Personne n'a envie de s'investir pendant de longues heures pour finalement se planter, en oubliant qu'un bébé ne peut pas se lever pour ensuite marcher et courir comme un foan dans la forêt. Se tromper, essayer, recommencer, jeter, raturer, etc. Tout cela fait partit du process de la créativité. On ne peut pas être soudainement touché par la grâce. On ne peut pas forcément faire des miracles - même avec des années de carrière derrière soi... Ou même d'études, ce qui réveille le troisième monstre.
On a tendance à se mettre des barrières comme ça. Et ces obstacles qu'on se met tout seul dans la tronche : on se les prend forcément, parce qu'inconsciemment ou consciemment, on se sabote. Il faut réussir à se dire que ce n'est pas seul que l'on peut ériger un monument, que l'on ne peut pas savoir tout faire, que recevoir de l'aide ce n'est pas un signe de faiblesse mais d'intelligence.
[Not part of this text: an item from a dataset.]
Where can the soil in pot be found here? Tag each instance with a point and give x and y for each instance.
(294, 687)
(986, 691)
L'auto-didactique/le manque d'éducation d'un certain domaine.
Aussi bête que cela puisse paraître, être autodidacte, c'est beaucoup de poids à porter sur ces épaules parce qu'il peut arriver que des lacunes de débutants collent aux basques. Et c'est assez gênant de devoir se défendre en disant "oh non, mais c'est parce que j'ai appris moi-même..." Ne pas avoir l'approbation de ses pairs est quelque chose de très complexe, je trouve.
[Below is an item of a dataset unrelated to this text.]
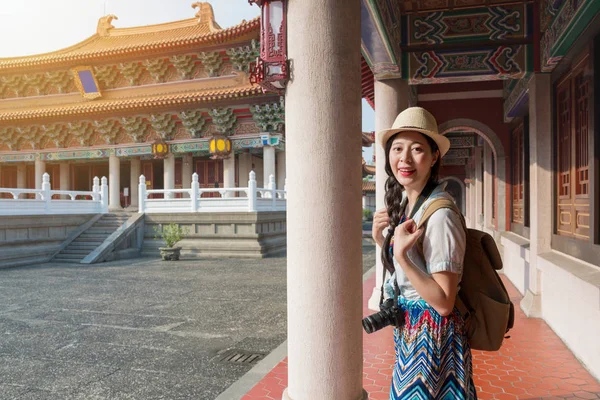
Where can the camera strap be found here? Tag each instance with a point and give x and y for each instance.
(424, 195)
Par exemple, j'ai tendance à penser que les gens ayant fait des études de lettres/qui sont dans le métier du livre (ex : libraire) sont mieux placé que moi pour être auteurices car iels savent ce que c'est un bon livre dans son ADN. C'est stupide, mais c'est comme ça.
Ces trois trucs mélangés ensemble, ça donne un coktail un peu moribond, pas ouf.
Et même si sur PA, on est dans un cadre bienveillant et beau, je pense qu'il y'a des choses qui blessent et qui renforcent ce syndrome, mais c'est "normal", puisque l'on est confronté au monde : Je ne vais pas mentir, j'ai déjà été blessée/triste/mis à mal de voir que par exemple, je n'avais presque jamais été citée dans le jeu "L'Extrait mystère" ( je pense qu'il y a d'autres gens à qui c'est arrivé. je me dis
"si on ne me cite pas, c'est parce que, au final c'est nul. Et je le mérite. Mais je suis triste. ALED mon cerveau fait nimp'".) ; j'ai déjà été triste/remise en question, de voir que pendant de longues semaines et malgré un lectorat "fidèle" : je n'avais plus de commentaires sur ma fiction principale (qui ne c'est jamais dit "
ah, j'dois faire de la merde là... mon dieu, ils vont comprendre que c'est pas ouf."); j'ai déjà douté/flippé quand j'ai vu des commentaires élogieux sur mes écrits puis ensuite qu'on me liste mes erreurs - annulant du coup les effets positifs de la première moitié de commentaire (j'entends déjà le petit :
"ah oui, donc il a été gentil mais enfaite, c'est naze" dans mon cerveau).
Le côté pernicieux du syndrome fait aussi que : - si c'est un inconnu qui commente, on va se dire qu'il veut juste être poli (alors qu'iel a zéro raison d'être sympa, on va pas se cacher.) ; si c'est un proche, on va se dire qu'il ment pour notre bien.
BREF !
Je dis beaucoup de choses, sans doute pas intéressante. Mais c'est une tranche (trop détaillée) de ma vie avec le syndrome. Travailler sa confiance, se dire que l'on est aussi valable qu'un autre, que l'échec ne nous attend pas au tournant ( ou que la chance ne viendra pas tout sauver) c'est une lutte de tous les jours.